El juez, yo y mi compadre, el Nacho, tratamos de calmar el relajo que se armó.
Lo conseguimos a medias. La novia llorando a mares, no quería saber de nada,
m´hijo o no sabía nomás lo que pasaba, o se había vuelto loco. Andaba como
perdido. Yo lo agarré de un brazo y lo enfrenté a la morena.
—¿Conocés
esta mujer? —le pregunté indignado.
—Yo
no la conozco, ni sé quién es —¡me dijo delante de ella! ¡Qué
indecencia, negar así a su propia mujer, a la madre de sus hijos! Sentí un
dolor en el pecho, comprobar en mi propio hijo esa falta de dignidad, negar
todos los principios que le enseñamos con la madre, yo…
—¿Quién
es este hombre? —dijo la morena.
—Cómo
quién es? ¡Es el padre de tus hijos! —le contesté.
—¿Qué
dice? ¡El padre de mis hijos es su hijo!
—¿A
sí? ¿Y éste quién entonces? ¿No es m´hijo?
En
medio de semejante lío, viene como del fondo de casa el Hugo, m´hijo mayor, que
andaba en la organización de la fiesta de esa noche, ve a la morena y le dice,
mientras toma en los brazos al niño que ella cargaba y acaricia a los otros
dos.
—¡Tina!
¿Qué hacés acá?
—Me
dijeron que te casabas…
—¿Yo?
—Me
dijeron…
Él
le dio un beso y le dijo:
—Zonza,
yo ya me casé contigo.
—Entonces
vos… —le dije al Hugo.
—Sí
papá, yo hace años que tengo mujer, que vivo con Tina. No sé, al principio no
dije nada, después el tiempo fue pasando, siempre esperando que se diera una
oportunidad, esas cosas ¿vio? Pero bueno, ahora ya lo sabe. Tina es mi mujer y
estos son sus nietos.
Hubo
que ir a buscar a la novia y a los padres para seguir con el casorio. El juez y
los invitados no se habían ido esperando para ver como terminaba
el lío. Al fin los muchachos se casaron por el juez y de tardecita
fuimos todos a la iglesia.
Mientras
el cura les hablaba a los novios yo, que era el padrino , miré para la primera
fila de bancos. Mi mujer con el negrito más chico en los brazos, lloraba,
pienso que sería por la emoción de la boda. Nunca le pregunté.

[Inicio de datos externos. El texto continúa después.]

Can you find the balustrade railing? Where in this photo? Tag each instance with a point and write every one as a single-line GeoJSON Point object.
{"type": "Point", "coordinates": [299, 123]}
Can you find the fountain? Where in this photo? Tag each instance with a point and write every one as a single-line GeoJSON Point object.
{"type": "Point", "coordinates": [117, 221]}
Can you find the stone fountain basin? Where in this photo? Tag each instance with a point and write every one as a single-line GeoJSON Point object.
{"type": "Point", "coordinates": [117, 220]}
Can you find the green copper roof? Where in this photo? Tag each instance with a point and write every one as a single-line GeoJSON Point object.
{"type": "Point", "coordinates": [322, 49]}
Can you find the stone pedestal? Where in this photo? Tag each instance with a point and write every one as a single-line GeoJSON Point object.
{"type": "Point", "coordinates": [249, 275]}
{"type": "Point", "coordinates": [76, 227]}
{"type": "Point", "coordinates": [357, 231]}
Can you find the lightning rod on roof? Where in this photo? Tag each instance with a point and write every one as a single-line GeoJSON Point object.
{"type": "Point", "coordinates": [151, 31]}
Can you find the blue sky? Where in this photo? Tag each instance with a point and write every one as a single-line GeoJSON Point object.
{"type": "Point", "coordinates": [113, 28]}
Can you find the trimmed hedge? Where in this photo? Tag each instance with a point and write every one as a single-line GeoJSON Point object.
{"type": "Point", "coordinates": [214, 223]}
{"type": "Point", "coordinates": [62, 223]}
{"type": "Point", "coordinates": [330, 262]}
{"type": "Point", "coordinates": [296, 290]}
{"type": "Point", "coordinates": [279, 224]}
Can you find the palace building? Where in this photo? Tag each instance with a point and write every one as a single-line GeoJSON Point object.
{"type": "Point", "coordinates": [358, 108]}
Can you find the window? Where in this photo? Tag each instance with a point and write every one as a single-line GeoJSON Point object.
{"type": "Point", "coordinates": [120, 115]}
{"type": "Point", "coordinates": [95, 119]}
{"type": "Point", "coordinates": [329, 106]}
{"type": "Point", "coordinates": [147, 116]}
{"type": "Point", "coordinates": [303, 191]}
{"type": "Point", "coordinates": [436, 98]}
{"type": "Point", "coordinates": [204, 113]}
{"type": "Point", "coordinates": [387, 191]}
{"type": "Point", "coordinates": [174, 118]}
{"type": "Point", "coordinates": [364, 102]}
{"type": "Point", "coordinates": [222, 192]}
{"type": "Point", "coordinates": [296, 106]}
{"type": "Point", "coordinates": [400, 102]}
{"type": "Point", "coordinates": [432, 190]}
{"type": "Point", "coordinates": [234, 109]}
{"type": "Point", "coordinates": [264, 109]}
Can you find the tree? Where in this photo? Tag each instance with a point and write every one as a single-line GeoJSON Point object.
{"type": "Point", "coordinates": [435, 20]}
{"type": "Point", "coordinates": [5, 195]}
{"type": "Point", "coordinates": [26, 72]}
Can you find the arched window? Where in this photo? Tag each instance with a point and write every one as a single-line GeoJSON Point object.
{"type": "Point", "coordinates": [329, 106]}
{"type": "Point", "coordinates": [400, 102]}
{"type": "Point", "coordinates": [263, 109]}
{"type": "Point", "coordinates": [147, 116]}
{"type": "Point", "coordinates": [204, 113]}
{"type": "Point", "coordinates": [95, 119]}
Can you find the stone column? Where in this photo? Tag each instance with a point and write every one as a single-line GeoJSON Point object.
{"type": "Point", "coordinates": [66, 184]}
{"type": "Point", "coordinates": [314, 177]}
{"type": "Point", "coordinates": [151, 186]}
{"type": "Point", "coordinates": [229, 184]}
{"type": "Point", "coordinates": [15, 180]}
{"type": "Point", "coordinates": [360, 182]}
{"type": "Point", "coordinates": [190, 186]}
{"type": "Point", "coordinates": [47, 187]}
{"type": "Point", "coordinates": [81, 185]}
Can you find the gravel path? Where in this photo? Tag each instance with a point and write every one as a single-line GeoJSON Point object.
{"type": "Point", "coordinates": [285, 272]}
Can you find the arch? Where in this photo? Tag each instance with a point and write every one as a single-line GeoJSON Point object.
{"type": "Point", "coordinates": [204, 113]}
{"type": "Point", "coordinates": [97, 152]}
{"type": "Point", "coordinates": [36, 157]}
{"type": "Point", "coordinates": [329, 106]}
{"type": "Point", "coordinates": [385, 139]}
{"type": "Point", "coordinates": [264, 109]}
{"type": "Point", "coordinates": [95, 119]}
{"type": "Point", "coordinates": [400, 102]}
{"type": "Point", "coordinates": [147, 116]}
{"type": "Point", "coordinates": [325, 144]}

Tina y el Hugo
con los dos negritos de la mano, sonreían felices y enamorados. Yo me puse a
pensar que a ellos habría que armarles casamiento y bautismos. Me gustó eso de
tener tres nietos de golpe. Clavado que el Hugo ya los habría hecho hinchas de
Peñarol! Si, otro casamiento en puerta.
Había amanecido lindo, en el pueblo, el sábado aquel de abril.